Am 24. Juni 1938 kontaktierte ein Anwalt das Justiz- und Polizeidepartement des Kantons Freiburg, um Auskunft über eine in Bellechasse versorgte Frau zu erhalten: Einer seiner Kunden wollte sie heiraten. In literarischer Prosa setzt er sich für diese Ehe ein und zeigt sich überrascht, dass eine Frau in einer solchen Anstalt sein kann, ohne eine Straftat begangen zu haben.

Kontext der Quelle

Die Entlassung von in Bellechasse versorgten Personen erfolgte oft über einen Antrag auf bedingte Entlassung.
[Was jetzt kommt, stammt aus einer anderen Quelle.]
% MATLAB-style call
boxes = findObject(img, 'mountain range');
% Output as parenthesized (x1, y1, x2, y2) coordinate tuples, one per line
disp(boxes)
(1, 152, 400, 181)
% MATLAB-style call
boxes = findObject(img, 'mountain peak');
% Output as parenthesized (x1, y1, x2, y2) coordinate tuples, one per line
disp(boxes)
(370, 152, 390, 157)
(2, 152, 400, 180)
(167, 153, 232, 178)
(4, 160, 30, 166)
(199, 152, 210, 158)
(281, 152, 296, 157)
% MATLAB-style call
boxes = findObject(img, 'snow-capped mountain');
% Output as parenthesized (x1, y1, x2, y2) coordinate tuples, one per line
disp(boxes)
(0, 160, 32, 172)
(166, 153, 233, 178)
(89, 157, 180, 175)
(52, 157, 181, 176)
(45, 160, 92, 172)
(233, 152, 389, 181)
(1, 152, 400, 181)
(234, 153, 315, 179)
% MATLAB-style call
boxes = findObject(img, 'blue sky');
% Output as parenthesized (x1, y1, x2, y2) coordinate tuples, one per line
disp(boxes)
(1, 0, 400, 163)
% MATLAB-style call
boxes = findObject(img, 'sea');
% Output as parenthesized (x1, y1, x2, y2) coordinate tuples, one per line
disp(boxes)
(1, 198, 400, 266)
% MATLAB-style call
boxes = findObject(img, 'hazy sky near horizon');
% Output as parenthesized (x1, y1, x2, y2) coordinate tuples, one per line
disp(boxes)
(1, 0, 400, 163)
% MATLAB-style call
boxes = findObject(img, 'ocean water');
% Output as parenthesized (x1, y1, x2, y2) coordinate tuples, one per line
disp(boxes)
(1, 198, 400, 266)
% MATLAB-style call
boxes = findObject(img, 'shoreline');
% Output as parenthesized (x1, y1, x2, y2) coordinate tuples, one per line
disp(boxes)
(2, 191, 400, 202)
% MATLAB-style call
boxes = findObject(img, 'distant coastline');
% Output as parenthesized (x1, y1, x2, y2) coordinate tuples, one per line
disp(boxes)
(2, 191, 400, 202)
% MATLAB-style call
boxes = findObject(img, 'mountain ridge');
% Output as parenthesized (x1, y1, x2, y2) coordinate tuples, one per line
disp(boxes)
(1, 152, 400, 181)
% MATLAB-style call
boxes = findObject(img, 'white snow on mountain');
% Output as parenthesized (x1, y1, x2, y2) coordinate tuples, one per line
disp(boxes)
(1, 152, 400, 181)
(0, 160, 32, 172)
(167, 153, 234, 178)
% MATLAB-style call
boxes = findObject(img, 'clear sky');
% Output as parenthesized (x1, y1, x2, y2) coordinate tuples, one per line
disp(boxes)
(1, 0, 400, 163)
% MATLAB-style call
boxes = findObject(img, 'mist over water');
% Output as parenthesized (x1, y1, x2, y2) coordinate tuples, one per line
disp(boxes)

Die von der Gefängnisleitung und den für den Versorgungsentscheid zuständigen Behörden beurteilten Anträge – die in Form und Inhalt unterschiedlich waren – enthielten recht einheitliche Argumente. Die von Freiburger Internierten zuhanden des Direktors von Bellechasse verfassten Anträge um bedingte Entlassung aus den 1920er- und 1970er-Jahren lassen diese argumentativen Strategien sowie die normativen Systeme, durch die eine bedingte Entlassung gewährt wurde, erkennen. So begünstigten in den 1920er-Jahren die Arbeitsleistung während der Internierung und das Einhalten der Anstaltsregeln eine bedingte Entlassung, während in den 1970er-Jahren eher die Aussichten auf Beschäftigung bzw. Familienstabilität bei der Entlassung das Hauptkriterium waren (siehe Band 8 der UEK). Diese formellen Anträge wurden alle durch den Direktor von Bellechasse geprüft, dessen erste Einschätzung für den Entscheid über die bedingte Entlassung massgebend war. Während die Mehrheit der Versorgten diesem Argumentationsmuster und dem offiziellen Weg zur bedingten Entlassung folgten, nutzten andere alternative Wege. So konnten Frauen über ein Eheversprechen eine Entlassung bewirken (siehe Band 4 der UEK).

 

Quellenanalyse

Dieser Quellentyp ist in den Akten von Bellechasse zu finden. Aus ihm geht der Standpunkt zur administrativen Versorgung eines damaligen Zeugen hervor, der nicht direkt von der Versorgung betroffen war (er wurde weder versorgt, noch war er am Entscheid oder dessen Umsetzung beteiligt). Er gibt Aufschluss darüber, was die Bürger über diese Praktiken wussten und wie sie sie beurteilten. Als solche bietet sie Zugang zu wichtigen Informationen, die zum Verständnis beitragen, inwiefern Zeitzeugen diesen Praktiken und deren Umsetzung beipflichteten.

Im vorliegenden Fall zeigt sich ein im Kanton Waadt praktizierender Anwalt in einem Brief überrascht, dass eine Frau ins Gefängnis kommen kann, ohne eine Straftat begangen zu haben. Damit legt der Brief nahe, dass diese Praktiken bei damaligen Anwälten nicht unbedingt bekannt waren und Unverständnis oder gar Empörung hervorrufen konnten.

 

Forschungsfragen

Der Brief wurde in den persönlichen Akten einer betroffenen Frau in Bellechasse gefunden. Er wurde wahrscheinlich vom Justiz- und Polizeidepartement des Kantons Freiburg an die Direktion von Bellechasse weitergeleitet. Im Brief wird ein Heiratsantrag und gleichzeitig ein Antrag auf Entlassung gestellt. Es wird suggeriert, dass die Ehe für Frauen eine Alternative zur Versorgung sein kann. Im Vergleich mit Anträgen dieser Art in anderen Akten könnte der Brief zum Verständnis beitragen, inwieweit, in welcher Zeit und für welche versorgte Personen diese Praxis verbreitet war.

Im Verhältnis zur gesamten Akte der betroffenen Frau, zeugt ein solches Schreiben auch von den verschiedenen Akteuren, die an der Behandlung von Entlassungsanträgen beteiligt waren, sowie von den Gründen, die sie veranlasst haben, den Austritt aus der Anstalt zu genehmigen oder abzulehnen.

 

L. Odier/Übersetzung

 

Angaben zur Quelle

Schreiben eines Anwalts, der dem Justiz- und Polizeidepartement des Kantons Freiburg den Antrag eines seiner Kunden auf Heirat mit einer in Bellechasse versorgten Frau übermittelt hat, 1938.

Signatur: Staatsarchiv Freiburg (StAF/AEF): Fonds Bellechasse, dossier A 2870.

 

Bemerkungen

Zum Schutz der Identität der betroffenen Person und ihres Umfelds wurden einige Personendaten unkenntlich gemacht.